Courtesy The CLUTCH
"Detecting cancer at an earlier stage when it can be cured is an ambitious goal, with the potential for immeasurable benefit to society."
Dr. Timothy Yeatman
President of Gibbs Cancer Center & Research Institute and Chief Scientific Officer of Guardian Research Network
“We are very pleased to be working with GRAIL and other collaborators on this landmark study, and we have already begun enrolling study participants across our broad network of cancer centers and hospitals in the U.S.,” said Dr. Timothy Yeatman, President of Gibbs Cancer Center & Research Institute and Chief Scientific Officer of Guardian Research Network. “Detecting cancer at an earlier stage when it can be cured is an ambitious goal, with the potential for immeasurable benefit to society. We are proud to support this initiative.”
Guardian Research Network (GRN) is a nationwide consortium of high-performing community health systems that created a 21st century breakthrough platform for accelerating cures for cancer. GRN’s founding members include: Spartanburg Regional Healthcare System, Gibbs Cancer Center & Research Institute, Baptist Health, Louisville, Ky.; Mercy, Saint Louis, Mo.; and Bon Secours Health System, Marriottsville, Md.
The initial collaborators in the CCGA study include: medical centers of the Guardian Research Network, Mayo Clinic (Minnesota, Arizona and Florida) and Hartford HealthCare Cancer Institute, a member of the Memorial Sloan Kettering Cancer Alliance.
GRAIL has assembled leading cancer research and clinical oncology experts from the academic and medical community to serve as CCGA Scientific Advisory Board members:
Timothy Yeatman, MD, Guardian Research Network, Gibbs Cancer Center & Research Institute
Jose Baselga, MD, PhD, Memorial Sloan Kettering Cancer Center
Funda Meric-Bernstam, MD, MD Anderson Cancer Center
Benjamin Ebert, MD, Harvard, Brigham and Women's Hospital, Broad Institute
Keith Flaherty, MD, Massachusetts General Hospital Cancer Center
Gail Jarvik, MD, PhD, University of Washington, Seattle
Richard Klausner, MD, GRAIL director and co-founder Minetta Liu, MD, Mayo Clinic
The CCGA study will characterize the landscape of cell-free DNA profiles in individuals with cancer and in healthy non-cancer participants using GRAIL’s “high-intensity” (ultra-broad and ultra-deep) sequencing approach, leveraging Illumina sequencing technology. GRAIL was launched in January 2016, with initial investors including Illumina, ARCH Ventures, Jeff Bezos, Bill Gates, Sutter Hill Ventures and GV.

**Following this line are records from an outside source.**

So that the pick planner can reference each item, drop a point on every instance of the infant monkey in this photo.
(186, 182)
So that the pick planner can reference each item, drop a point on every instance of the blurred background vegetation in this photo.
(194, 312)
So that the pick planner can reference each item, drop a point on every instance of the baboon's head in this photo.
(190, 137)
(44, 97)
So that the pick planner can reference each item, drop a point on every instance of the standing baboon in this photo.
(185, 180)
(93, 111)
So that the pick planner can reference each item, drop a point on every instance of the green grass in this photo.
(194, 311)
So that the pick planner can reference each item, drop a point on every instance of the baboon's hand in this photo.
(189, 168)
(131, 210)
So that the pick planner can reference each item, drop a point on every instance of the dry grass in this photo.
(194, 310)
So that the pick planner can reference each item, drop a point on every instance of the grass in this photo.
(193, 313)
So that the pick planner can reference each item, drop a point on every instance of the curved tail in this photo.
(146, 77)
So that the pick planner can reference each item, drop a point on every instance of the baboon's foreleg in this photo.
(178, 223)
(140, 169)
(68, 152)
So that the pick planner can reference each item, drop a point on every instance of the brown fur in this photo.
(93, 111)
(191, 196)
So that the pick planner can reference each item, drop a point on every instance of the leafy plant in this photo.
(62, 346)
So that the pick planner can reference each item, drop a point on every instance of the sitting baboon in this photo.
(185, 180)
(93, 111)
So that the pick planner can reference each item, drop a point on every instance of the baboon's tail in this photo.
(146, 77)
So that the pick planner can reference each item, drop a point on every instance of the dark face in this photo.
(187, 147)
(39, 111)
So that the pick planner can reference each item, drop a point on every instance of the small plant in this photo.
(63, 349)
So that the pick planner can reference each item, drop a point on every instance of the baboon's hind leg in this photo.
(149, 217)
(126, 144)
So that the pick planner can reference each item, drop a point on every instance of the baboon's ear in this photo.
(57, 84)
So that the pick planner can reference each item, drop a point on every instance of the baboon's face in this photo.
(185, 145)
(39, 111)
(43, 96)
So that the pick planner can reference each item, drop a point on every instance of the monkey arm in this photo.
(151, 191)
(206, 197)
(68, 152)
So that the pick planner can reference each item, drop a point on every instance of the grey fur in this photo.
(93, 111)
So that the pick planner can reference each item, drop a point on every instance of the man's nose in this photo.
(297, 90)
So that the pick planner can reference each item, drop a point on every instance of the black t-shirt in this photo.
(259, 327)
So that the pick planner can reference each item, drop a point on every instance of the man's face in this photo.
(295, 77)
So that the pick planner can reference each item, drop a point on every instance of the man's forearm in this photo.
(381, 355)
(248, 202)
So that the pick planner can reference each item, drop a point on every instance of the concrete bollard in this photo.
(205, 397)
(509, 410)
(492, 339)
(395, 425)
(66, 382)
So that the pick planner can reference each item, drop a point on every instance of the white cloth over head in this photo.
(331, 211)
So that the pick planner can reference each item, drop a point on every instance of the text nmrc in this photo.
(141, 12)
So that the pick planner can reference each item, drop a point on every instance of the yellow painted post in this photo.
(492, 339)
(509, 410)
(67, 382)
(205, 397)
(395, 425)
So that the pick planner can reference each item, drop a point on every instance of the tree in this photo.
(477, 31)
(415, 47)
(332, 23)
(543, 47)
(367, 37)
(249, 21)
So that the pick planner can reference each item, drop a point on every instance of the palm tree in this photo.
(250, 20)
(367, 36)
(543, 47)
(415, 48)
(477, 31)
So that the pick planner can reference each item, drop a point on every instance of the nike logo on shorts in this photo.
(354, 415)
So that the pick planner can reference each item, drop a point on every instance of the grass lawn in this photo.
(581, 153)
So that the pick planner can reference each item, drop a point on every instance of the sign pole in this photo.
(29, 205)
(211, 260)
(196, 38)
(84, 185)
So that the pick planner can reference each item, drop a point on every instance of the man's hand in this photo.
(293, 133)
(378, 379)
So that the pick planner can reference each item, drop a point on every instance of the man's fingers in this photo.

“For too many patients and their families, a late diagnosis of incurable cancer is devastating, and the complexity of cancer has made it challenging to find biomarkers for early-stage detection when the cancer could be cured,” stated Dr. Jose Baselga, PhD, Physician-in-Chief, Memorial Sloan Kettering Cancer Center, Chairman of GRAIL’s Scientific Advisory Board (SAB) and member of the CCGA SAB.
"The CCGA study will provide a critically important library of knowledge about cell-free nucleic acid profiles in cancer patients and new insights into the biology of cancer at its earliest stages. Of equal importance, the CCGA will characterize the heterogeneity of the population of individuals without cancer, and thus enable the development of models which distinguish people with and without cancer with unprecedented accuracy,” Baselga said.
“Combining our ability to detect and characterize tumor DNA with our unparalleled computing power, we will convert vast amounts of genomic data into disease insight,” said Jeff Huber, GRAIL’s Chief Executive Officer.
“Our approach will produce more than a terabyte of data per individual thereby creating datasets of a scale and complexity that are unprecedented in genomic medicine. Furthermore, we are committed to conducting large-scale studies to enable the most accurate detection of early-stage disease. Initiating the CCGA study is an important first step for GRAIL and its collaborators, as we pursue our goal of reducing global cancer mortality,” said Huber.
The CCGA study has begun at several leading community and academic medical centers and eventually will include up to four-dozen clinical trial sites across the U.S. These medical centers will collect blood and tissue samples from patients recently diagnosed with cancer, and blood samples from healthy individuals.
In its first phase, the CCGA study will enroll and analyze samples from 10,000 study participants. GRAIL and its advisors believe that studies enrolling tens of thousands of people will be needed to identify the patterns required to detect many types of cancer. To confirm clinical validity and utility of these tests, studies enrolling hundreds of thousands of people will be needed.